Second generation TRK inhibitors such as selitrectinib and repotrectinib have been developed to overcome resistance to first line products. However, recent clinical observations indicate that resistance to second generation of TRK inhibitors that is mediated by TRK xDFG mutations, also develops [4]. The xDFG residue maps immediately N-terminal to the DFG motif, an evolutionary conserved triad across most kinases whose orientation defines the conformational states adopted by kinases. TRK xDFG substitutions represent liability common to type I TRK inhibitors i.e., those that bind to the active protein kinase confirmation. The majority of kinase inhibitors, whether TRK or other, in the clinical to date are type I.
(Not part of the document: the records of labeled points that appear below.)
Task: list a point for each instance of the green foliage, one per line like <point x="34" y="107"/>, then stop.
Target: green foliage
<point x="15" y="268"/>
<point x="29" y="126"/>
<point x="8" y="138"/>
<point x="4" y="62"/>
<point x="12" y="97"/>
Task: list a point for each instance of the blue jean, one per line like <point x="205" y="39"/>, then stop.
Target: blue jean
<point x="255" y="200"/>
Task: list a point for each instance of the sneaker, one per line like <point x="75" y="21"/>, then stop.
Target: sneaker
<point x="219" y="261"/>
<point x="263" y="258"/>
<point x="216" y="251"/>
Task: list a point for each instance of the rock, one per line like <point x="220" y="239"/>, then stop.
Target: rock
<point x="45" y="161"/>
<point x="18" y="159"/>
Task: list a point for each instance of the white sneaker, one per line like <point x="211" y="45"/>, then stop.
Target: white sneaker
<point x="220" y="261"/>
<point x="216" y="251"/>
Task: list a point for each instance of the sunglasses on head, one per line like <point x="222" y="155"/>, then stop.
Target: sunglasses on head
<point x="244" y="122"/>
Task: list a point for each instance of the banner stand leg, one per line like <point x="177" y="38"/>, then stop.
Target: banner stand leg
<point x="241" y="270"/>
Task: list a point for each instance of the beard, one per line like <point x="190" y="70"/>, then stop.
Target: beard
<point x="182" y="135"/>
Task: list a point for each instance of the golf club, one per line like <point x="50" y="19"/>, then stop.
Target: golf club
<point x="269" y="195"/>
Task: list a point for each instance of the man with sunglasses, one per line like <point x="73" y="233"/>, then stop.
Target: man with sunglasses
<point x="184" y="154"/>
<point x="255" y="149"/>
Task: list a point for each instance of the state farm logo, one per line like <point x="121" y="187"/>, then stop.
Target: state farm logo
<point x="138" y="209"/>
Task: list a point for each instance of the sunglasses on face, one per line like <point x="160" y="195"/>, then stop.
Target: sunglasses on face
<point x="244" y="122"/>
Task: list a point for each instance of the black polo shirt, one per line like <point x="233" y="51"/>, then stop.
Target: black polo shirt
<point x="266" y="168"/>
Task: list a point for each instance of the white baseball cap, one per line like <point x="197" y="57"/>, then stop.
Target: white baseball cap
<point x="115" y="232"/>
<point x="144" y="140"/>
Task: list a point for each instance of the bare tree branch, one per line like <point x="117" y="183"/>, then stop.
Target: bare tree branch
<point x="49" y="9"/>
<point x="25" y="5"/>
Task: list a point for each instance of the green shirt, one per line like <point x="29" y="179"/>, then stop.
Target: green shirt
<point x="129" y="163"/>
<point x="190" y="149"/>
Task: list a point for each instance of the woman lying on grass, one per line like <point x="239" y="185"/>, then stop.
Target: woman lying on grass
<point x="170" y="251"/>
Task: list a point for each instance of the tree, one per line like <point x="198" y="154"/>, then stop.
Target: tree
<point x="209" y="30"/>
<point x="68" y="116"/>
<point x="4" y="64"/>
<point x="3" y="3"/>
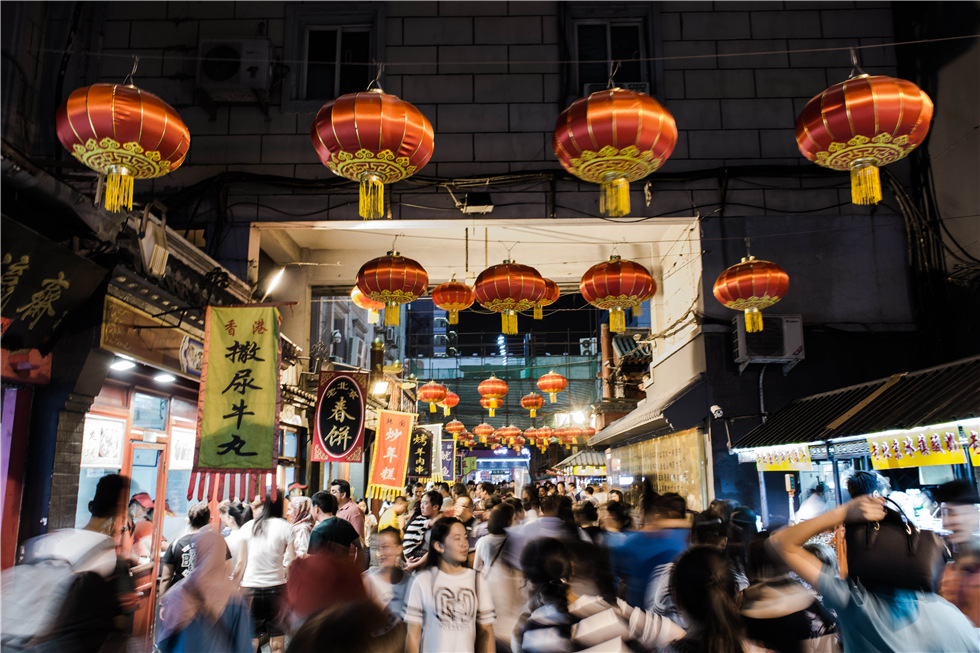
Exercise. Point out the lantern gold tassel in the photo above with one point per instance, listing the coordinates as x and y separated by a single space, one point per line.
617 320
118 190
391 315
614 199
865 183
372 197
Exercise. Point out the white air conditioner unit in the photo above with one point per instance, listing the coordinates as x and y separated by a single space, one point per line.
636 87
233 70
780 341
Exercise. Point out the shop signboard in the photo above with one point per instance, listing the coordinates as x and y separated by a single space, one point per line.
341 409
389 464
793 458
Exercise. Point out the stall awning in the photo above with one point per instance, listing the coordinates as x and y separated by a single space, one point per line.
682 411
937 395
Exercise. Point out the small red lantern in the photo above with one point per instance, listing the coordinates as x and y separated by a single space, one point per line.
449 402
482 432
509 288
551 295
455 428
551 384
611 138
431 393
493 389
617 285
453 297
532 402
392 279
863 123
361 301
750 286
372 138
124 133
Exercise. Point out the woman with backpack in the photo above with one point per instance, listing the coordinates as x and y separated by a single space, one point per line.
449 607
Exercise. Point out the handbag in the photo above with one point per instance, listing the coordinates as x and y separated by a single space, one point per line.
894 553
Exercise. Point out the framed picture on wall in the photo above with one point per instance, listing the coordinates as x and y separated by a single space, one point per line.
102 442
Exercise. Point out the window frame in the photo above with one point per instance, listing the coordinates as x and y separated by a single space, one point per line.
300 20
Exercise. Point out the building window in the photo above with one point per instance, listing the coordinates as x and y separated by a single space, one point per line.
329 52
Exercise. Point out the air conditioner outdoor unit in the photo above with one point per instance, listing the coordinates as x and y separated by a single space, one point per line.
636 87
780 341
233 70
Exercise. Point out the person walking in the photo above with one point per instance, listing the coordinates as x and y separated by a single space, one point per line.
266 552
449 607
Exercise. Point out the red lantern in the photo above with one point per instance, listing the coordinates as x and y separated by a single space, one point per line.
361 301
532 402
749 286
507 289
392 279
124 133
482 432
617 285
861 124
551 295
372 138
611 138
449 402
551 384
455 428
493 389
432 393
453 297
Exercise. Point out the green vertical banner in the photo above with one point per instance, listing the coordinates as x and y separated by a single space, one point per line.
238 402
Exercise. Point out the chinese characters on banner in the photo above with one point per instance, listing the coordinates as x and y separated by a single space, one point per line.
338 430
238 403
447 459
794 458
390 461
921 448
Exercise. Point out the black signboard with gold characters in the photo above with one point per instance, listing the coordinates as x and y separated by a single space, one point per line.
341 406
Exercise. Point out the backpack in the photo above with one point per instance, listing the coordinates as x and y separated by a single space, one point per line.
40 594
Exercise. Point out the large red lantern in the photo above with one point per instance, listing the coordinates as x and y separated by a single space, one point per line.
551 384
362 301
392 279
509 288
617 285
449 402
124 133
611 138
432 393
372 138
861 124
551 295
532 402
750 286
453 297
493 390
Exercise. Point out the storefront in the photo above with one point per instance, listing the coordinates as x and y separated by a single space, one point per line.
917 429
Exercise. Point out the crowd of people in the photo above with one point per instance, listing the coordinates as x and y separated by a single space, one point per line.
479 567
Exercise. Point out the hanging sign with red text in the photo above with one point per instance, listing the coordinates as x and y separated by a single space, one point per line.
341 408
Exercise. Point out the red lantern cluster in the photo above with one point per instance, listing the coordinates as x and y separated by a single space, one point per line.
750 286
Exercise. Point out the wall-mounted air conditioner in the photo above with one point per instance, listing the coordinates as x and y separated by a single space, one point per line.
780 341
233 70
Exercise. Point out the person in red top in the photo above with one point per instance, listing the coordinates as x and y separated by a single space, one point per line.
348 509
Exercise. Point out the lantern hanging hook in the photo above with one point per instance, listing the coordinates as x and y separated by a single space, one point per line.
855 66
613 69
129 78
377 78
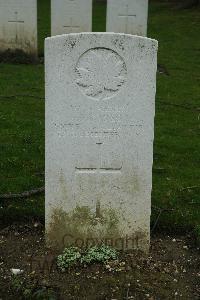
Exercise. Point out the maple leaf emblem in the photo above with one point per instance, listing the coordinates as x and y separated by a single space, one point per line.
100 73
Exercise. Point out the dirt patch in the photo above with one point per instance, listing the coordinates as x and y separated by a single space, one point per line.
170 271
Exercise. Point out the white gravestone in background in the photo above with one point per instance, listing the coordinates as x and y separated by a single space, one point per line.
18 25
100 94
70 16
127 16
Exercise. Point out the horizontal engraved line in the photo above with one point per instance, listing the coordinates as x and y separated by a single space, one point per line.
98 170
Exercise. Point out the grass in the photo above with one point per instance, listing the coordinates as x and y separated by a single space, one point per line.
177 142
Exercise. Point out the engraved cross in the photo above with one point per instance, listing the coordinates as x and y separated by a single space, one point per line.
100 168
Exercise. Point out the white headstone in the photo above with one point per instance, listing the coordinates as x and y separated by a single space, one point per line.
18 25
127 16
70 16
100 94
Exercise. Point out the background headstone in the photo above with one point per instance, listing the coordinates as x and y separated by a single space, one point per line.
127 16
18 25
70 16
100 94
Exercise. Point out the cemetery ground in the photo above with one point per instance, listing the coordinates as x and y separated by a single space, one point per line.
172 268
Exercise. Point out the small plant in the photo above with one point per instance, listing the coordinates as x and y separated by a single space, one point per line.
73 255
99 255
68 258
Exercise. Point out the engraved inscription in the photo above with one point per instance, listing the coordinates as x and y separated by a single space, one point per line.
100 73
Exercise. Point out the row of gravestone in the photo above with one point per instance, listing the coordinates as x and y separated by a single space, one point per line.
100 105
18 20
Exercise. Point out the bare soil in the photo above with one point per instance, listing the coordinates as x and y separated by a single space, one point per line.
170 271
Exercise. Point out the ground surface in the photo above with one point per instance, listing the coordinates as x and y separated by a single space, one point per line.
171 271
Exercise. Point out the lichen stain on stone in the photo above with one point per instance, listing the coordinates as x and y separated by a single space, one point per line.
80 226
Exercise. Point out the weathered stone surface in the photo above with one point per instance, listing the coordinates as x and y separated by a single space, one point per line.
70 16
127 16
18 25
100 93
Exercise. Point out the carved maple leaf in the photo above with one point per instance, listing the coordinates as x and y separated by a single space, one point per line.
101 72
Importantly for the design of novel inhibitors, xDFG substitutions appear to represent a potential biomarker for sensitivity to type II inhibitors i.e., drugs that bind to and stabilize the inactive conformations of TRK kinases and prevent their transition into the active state. Some of the multikinase inhibitors in the clinic (e.g., cabozantinib and ponatinib) are type II inhibitors and have been shown to reverse xDFG substitutions mediated resistance.

References

  1. Cocco E, Scaltriti M, Drilon A. NTRK fusion-positive cancers and TRK inhibitor therapy. Nat Rev Clin Oncol 2018; 15: 731-747.
  2. Russo M, Misale S, Wei G et al. Acquired Resistance to the TRK Inhibitor Entrectinib in Colorectal Cancer. Cancer Discov 2016; 6: 36-44.
  3. Cocco E, Kulick A, Misale S et al. Resistance to TRK inhibition mediated by convergent MAP kinase pathway activation. AACR Annual Meeting, March 29-April 3, 2019, Atlanta, Georgia 2019; Abstract LB-118 / 13.
  4. Cocco E, Lee JE, Kannan S, Schram AM, Won HH, Shifman S, Kulick A, Baldino L, Toska E, Arruabarrena-Aristorena A, Kittane S, Wu F, Cai Y, Arena S, Mussolin B, Kannan R, Vasan N, Gorelick AN, Berger MF, Novoplansky O, Jagadeeshan S, Liao Y, Rix U, Misale S, Taylor BS, Bardelli A, Hechtman JF, Hyman DM, Elkabets M, de Stanchina E, Verma CS, Ventura A, Drilon A, Scaltriti M. TRK xDFG Mutations Trigger a Sensitivity Switch from Type I to II Kinase Inhibitors. Cancer Discov. 2021; 11(1):126-141.